Amazon Polly
- Amazon Polly is the opposite of Amazon Transcribe.
- Definition:
- This service allows you to turn text into lifelike speech using deep learning and enables you to create applications that will talk.
- For example, if you write "Hi, my name is Stephane, and this is a demo of Amazon Polly," then the speech is going to be generated for you by Amazon Polly.
Advanced Features
Polly has several advanced features that may appear in the exam:
Lexicons
- you Define how to read certain pieces of text
- Example: you may Write "AWS" but want Polly to pronounce "Amazon Web Services"
- Example: you may Write "W3C" but want Polly to say "World Wide Web Consortium"
SSML (Speech Synthesis Markup Language)
- Markups that indicate how your text should be pronounced
- Example: "Hello" + break + "how are you?" will say "Hello," then have a long break, then "how are you?"

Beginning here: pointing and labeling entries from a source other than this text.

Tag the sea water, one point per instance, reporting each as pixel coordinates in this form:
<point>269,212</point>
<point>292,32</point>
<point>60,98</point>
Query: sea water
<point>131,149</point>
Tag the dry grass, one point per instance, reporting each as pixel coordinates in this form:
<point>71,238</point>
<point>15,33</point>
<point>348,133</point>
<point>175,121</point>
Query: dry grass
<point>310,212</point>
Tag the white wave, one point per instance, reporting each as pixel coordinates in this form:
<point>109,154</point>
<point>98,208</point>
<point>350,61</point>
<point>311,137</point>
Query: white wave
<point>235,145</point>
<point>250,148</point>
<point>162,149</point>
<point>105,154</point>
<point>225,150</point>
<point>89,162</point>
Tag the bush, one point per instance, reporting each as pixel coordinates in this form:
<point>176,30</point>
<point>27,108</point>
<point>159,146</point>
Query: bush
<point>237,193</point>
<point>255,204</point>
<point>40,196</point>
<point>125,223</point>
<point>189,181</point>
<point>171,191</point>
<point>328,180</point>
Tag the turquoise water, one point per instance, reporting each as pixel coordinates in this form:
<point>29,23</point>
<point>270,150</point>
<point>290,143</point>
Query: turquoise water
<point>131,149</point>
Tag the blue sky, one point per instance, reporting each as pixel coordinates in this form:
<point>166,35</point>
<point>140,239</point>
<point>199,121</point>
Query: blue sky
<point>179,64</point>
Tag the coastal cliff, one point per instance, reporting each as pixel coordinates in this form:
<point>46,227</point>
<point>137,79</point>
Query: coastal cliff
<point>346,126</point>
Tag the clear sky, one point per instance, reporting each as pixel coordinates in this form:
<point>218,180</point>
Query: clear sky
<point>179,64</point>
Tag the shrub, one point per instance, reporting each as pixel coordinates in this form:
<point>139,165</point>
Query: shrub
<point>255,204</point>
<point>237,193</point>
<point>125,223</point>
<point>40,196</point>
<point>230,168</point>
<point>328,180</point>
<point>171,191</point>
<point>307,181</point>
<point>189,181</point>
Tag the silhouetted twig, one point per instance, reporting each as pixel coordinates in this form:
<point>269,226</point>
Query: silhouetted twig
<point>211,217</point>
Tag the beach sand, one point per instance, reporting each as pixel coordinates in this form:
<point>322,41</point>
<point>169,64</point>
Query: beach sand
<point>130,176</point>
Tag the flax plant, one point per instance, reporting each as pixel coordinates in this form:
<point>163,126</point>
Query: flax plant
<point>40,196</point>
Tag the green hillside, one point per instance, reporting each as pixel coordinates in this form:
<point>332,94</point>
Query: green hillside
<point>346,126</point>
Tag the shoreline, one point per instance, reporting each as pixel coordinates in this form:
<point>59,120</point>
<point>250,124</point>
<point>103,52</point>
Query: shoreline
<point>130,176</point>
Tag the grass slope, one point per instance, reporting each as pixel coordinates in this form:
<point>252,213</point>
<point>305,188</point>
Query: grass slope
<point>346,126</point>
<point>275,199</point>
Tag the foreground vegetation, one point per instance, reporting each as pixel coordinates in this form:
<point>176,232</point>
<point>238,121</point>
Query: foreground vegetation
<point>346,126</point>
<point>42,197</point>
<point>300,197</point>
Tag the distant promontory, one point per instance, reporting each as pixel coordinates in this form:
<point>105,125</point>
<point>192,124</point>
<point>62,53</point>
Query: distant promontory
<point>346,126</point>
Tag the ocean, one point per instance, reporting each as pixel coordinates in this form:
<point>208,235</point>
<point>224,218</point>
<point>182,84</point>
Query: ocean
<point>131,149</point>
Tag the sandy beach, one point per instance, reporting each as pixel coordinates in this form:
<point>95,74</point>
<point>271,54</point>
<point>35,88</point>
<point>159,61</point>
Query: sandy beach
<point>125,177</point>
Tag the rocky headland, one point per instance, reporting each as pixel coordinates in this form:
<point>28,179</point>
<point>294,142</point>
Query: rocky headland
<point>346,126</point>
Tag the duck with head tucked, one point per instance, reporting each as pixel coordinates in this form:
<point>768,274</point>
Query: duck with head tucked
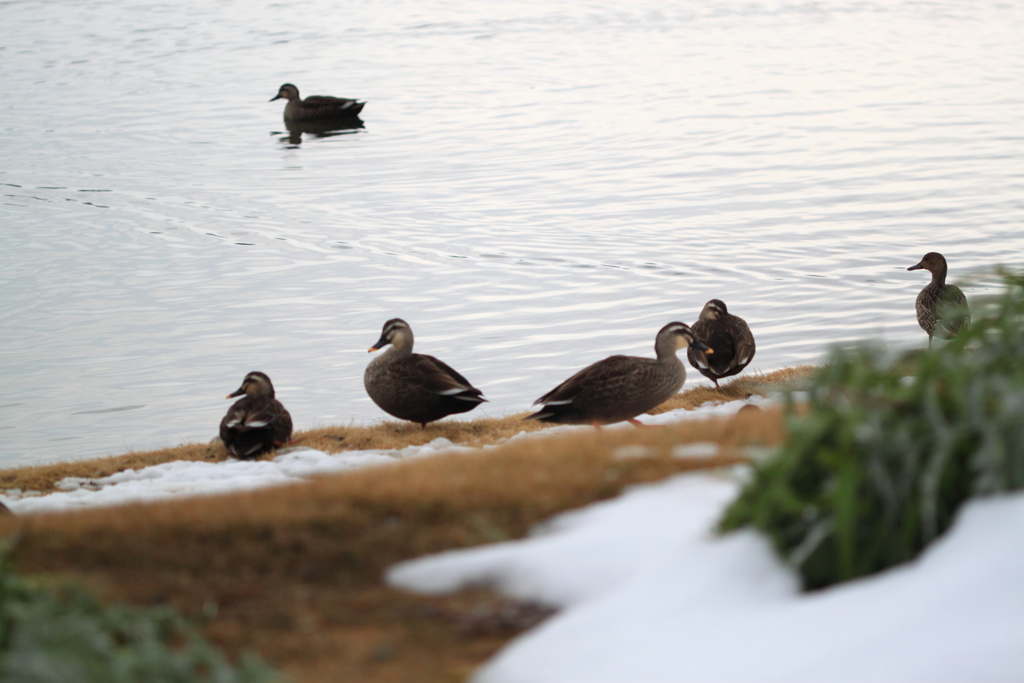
<point>314,108</point>
<point>257,422</point>
<point>414,386</point>
<point>621,387</point>
<point>942,309</point>
<point>728,335</point>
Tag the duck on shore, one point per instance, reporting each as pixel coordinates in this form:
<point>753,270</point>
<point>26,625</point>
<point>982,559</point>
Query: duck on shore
<point>621,387</point>
<point>315,108</point>
<point>728,335</point>
<point>257,422</point>
<point>942,309</point>
<point>414,386</point>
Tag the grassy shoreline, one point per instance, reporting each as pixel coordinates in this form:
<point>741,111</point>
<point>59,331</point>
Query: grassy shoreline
<point>294,572</point>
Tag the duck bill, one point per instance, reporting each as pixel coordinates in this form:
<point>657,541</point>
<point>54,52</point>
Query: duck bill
<point>378,345</point>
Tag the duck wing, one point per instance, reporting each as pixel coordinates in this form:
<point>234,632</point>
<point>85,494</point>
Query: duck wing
<point>437,377</point>
<point>607,375</point>
<point>255,424</point>
<point>951,311</point>
<point>743,339</point>
<point>335,105</point>
<point>698,359</point>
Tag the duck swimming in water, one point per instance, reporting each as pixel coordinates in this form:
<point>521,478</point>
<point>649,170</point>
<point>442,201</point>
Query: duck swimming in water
<point>415,386</point>
<point>257,422</point>
<point>621,387</point>
<point>942,309</point>
<point>315,107</point>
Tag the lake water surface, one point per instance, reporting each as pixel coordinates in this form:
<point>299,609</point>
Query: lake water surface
<point>538,185</point>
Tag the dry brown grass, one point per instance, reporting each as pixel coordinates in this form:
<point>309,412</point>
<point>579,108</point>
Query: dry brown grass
<point>295,571</point>
<point>387,434</point>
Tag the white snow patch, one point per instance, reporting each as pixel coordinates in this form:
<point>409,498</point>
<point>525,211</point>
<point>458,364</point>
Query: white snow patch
<point>181,478</point>
<point>650,594</point>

- It won't say "Hello, break, how are you?" – it understands the markup
- Capabilities include:
- Whispering
- Pronunciation control
- Abbreviation handling
- Word emphasis

Voice Engines
Multiple voice engines available, from most historical to newest:
- Neural
- Standard
- Long-form
- Generative
The newest engines have very good human-like voices.
Speech Marks
- Provides information about where audio elements occur
- Shows where a word or sentence starts or ends in the audio
- Polly gives you both the audio and the speech marks
- Very helpful for:
- Lip-syncing
- Highlighting words as they are spoken